I think the content was actually really good. Learning the shapes and then starting to apply these across the fretboard and practicing this in multiple ways seemed a good idea

For me it was good in showing me that the content is fine but the talky style with lots of (admittedly talentented) noodling isnt for me so ill decline the free trial of the website.

I also dont really think you can knock something thats put out for free but it was a bit long for it was


My experience with Scott’s stuff wasn’t his free videos, it was his paid lessons. No chat involved. I ended up canceling. Others might get a lot out of his teaching style and that’s perfectly fine, but it wasn’t for me. To each his/her own.


I enrolled to Scott’s Fretboard Accelerator Course - which is a time limited separate course of his not on the regular SBL site which spans over about 5 months.
I have to say that it is extremely useful (for me ofc) and i greatly reconsidered his teaching style there.
When he really wants to he knows how to teach.
He’s not Josh, nor he is Mark Smith, but he’s also a good teacher for students who can play a little bass and are able to figure out by themselves - being it by previous knowledge and/or by sheer practice- something of what he teaches.
I subscribed to SBL and I would not recommend it for beginners (B2B is The go-to course hands down) but for someone who has at least 6/8 months of playing there are lots of good contents to explore.
They are most in the “masterclass” or “workshop” content than in the “structured progressive course” content and there is a great variety of quality.
So I give Scott his merits.
Just my 2 cents


Glad it worked well for you.
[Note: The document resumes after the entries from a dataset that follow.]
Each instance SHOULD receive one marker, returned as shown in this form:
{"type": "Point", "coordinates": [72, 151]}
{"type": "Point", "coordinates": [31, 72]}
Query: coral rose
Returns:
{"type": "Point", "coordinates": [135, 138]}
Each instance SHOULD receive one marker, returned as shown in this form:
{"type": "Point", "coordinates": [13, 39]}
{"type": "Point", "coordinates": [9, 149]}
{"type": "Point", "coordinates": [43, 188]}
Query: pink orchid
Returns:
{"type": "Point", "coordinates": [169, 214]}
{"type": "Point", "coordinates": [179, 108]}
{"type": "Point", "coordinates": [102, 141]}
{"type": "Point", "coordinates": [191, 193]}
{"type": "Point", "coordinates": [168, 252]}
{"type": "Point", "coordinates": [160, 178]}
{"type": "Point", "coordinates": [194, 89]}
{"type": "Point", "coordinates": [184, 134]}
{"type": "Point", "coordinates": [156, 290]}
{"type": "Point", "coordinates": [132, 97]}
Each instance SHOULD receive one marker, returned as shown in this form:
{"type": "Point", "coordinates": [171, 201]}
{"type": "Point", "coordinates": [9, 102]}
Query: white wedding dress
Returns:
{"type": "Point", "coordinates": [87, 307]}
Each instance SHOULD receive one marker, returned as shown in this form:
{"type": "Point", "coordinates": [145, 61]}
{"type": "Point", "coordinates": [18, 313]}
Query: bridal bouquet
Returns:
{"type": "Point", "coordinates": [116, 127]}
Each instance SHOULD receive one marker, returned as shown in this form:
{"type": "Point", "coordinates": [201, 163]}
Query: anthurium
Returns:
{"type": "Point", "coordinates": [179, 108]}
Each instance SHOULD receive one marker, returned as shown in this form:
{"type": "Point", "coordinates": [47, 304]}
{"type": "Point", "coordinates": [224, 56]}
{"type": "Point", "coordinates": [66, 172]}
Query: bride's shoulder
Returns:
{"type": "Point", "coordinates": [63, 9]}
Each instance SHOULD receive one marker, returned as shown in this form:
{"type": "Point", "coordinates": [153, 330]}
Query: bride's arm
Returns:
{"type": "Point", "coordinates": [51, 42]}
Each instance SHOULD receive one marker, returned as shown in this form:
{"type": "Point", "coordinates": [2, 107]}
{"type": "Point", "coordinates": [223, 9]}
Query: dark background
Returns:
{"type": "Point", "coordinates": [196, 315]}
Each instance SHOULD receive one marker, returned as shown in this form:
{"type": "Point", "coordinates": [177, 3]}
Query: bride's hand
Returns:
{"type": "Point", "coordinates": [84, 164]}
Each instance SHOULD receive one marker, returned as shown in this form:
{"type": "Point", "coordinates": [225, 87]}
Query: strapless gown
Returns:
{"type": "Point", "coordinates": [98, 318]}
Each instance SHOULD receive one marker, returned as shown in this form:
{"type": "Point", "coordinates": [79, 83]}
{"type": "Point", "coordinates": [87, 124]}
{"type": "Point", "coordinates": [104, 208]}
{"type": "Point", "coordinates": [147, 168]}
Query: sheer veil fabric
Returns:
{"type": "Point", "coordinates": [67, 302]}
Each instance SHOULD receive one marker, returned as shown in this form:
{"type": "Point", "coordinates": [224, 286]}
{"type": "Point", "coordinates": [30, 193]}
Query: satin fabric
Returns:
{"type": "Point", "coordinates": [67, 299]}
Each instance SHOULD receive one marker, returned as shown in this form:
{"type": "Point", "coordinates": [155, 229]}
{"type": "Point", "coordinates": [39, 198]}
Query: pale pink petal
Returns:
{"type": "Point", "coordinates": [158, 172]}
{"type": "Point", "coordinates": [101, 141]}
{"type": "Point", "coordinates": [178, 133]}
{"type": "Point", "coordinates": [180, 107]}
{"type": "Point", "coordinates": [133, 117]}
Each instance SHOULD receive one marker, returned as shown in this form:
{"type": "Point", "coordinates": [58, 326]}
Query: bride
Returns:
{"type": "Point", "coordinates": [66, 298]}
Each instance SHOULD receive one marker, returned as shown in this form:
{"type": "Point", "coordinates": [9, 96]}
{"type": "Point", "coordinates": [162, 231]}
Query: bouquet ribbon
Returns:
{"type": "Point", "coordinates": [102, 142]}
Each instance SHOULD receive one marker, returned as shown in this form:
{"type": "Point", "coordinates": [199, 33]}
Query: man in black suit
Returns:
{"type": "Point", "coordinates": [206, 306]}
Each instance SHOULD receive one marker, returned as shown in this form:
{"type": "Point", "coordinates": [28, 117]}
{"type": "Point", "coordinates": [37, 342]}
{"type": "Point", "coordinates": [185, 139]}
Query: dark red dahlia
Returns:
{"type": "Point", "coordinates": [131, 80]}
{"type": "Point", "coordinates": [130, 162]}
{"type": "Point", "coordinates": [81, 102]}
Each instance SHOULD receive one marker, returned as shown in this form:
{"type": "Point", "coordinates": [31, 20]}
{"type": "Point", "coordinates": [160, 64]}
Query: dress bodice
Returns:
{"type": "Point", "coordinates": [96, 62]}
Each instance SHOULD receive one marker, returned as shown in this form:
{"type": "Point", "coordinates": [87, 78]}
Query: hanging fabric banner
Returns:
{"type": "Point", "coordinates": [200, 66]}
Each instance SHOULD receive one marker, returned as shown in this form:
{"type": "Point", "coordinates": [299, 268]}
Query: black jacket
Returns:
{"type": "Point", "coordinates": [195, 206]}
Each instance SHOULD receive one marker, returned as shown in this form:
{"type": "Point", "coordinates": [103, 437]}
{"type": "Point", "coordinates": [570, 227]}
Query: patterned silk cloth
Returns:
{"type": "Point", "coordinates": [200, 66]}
We all need a solid path of learning from whichever teacher inspires us to grow.


In fairness to SBL, I am doing the “3 notes at a time” YouTube exercise using the cycle of 5ths to locate and memorize notes on the fretboard and it is helping me a LOT. Hoping that in a few weeks after doing this periodically during the day each day, I will be able to more confidently play at least root bass lines to songs that show guitar chords in videos in less common keys. It’s been fun for me practicing along with songs in C, F and G, but that exercise is exactly what I was looking for to get a lot more comfortable with notes on all 4 strings up to the 12th fret. And BassBuzz was great at teaching me how to find those notes in the first place, using octaves and fifths, so it’s been a nice synergy of the two teachers.


I don’t like the length of any of SBL videos. I think he seems cool and friendly and someone I could hang n chat with. He does tend to talk far too much for MY attention span. So, it s ME not him. lol
Personally, I had COVID last week - prob the most progression forward in my playing EVER - I played every day for hours! It was great - practice time was the key, not watching videos and noodling the same thing over n over. I picked up a tab book and played the songs…it eventually clicks and then ya move on.
Covid, for me, was barely more than a bad headcold with a slight fever… so i lucked out and dodged a bullet. Took dogs out for numerous daily walks and played bass - winning.


Awesome. It’s always good to read about people that get COVID and it was mild.

I had both vaccination shots when I got it back in November and missed Thanksgiving to be safe (last thing I want to do is pass pestilence to my elderly anti-vax relatives…). I worked while I had it and yeah, it felt like I had a cold and a headache. My sense of taste then went batshit crazy for maybe a week, too.